Evidence of shared transcriptomic dysregulation of HNRNPU-related disorder between human organoids and embryonic mice

Generating effective therapies for neurodevelopmental disorders has remained elusive. An emerging drug discovery approach for neurodevelopmental disorders is to characterize transcriptome wide dysregulation in an appropriate model system and screen therapeutics based on their capacity to restore functionally relevant expression patterns. We characterized transcriptomic dysregulation in a human model of HNRNPU-related disorder to explore the potential of such a paradigm. We identified widespread dysregulation in functionally relevant pathways and then compared dysregulation in a human model to transcriptomic differences in embryonic and perinatal mice to determine whether dysregulation in an in vitro human model is partially replicated in an in vivo model of HNRNPU-related disorder. Strikingly, we find enrichment of co-dysregulation between 45-day-old human organoids and embryonic, but not perinatal, mice from distinct models of HNRNPU-related disorder. Thus, hnRNPU deficient human organoids may only be suitable to model transcriptional dysregulation in certain cell types within a specific developmental time window.

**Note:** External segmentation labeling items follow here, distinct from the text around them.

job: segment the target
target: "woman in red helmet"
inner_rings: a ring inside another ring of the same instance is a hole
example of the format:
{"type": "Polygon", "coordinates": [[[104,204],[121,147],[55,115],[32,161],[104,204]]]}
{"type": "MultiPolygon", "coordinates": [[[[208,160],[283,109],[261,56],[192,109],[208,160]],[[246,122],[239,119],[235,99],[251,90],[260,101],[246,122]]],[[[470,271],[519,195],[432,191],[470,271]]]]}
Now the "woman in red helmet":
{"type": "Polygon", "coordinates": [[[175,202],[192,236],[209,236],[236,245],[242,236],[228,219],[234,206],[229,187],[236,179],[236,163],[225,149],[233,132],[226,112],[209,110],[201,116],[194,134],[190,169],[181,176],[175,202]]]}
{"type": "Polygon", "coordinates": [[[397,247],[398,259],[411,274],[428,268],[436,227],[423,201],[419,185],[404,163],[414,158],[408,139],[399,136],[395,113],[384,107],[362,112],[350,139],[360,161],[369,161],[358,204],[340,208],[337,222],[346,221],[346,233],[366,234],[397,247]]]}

Single-cell RNA-sequencing experiments (Experiment 1 - three human cortical organoid lines (PGP1 control, D11 HNRNPU KO, M20 HNRNPU het KO different mutation) with three samples per line. Experiment 2 - Same three lines with organoids same age, two samples per line from differentiations beginning at a later date). Bulk RNA-sequencing experiments - three experiments deposited. Hnrnpu constitutive het KO at E13 (3 HET, 4 WT mice) and at P0 (4 litters, 2 experiments, 7 HET, 4 WT mice). Hnrnpu conditional truncating mutation in Emx1+ cells at P1 (3 litters, 3 HOM, 4 HET, 5 WT mice).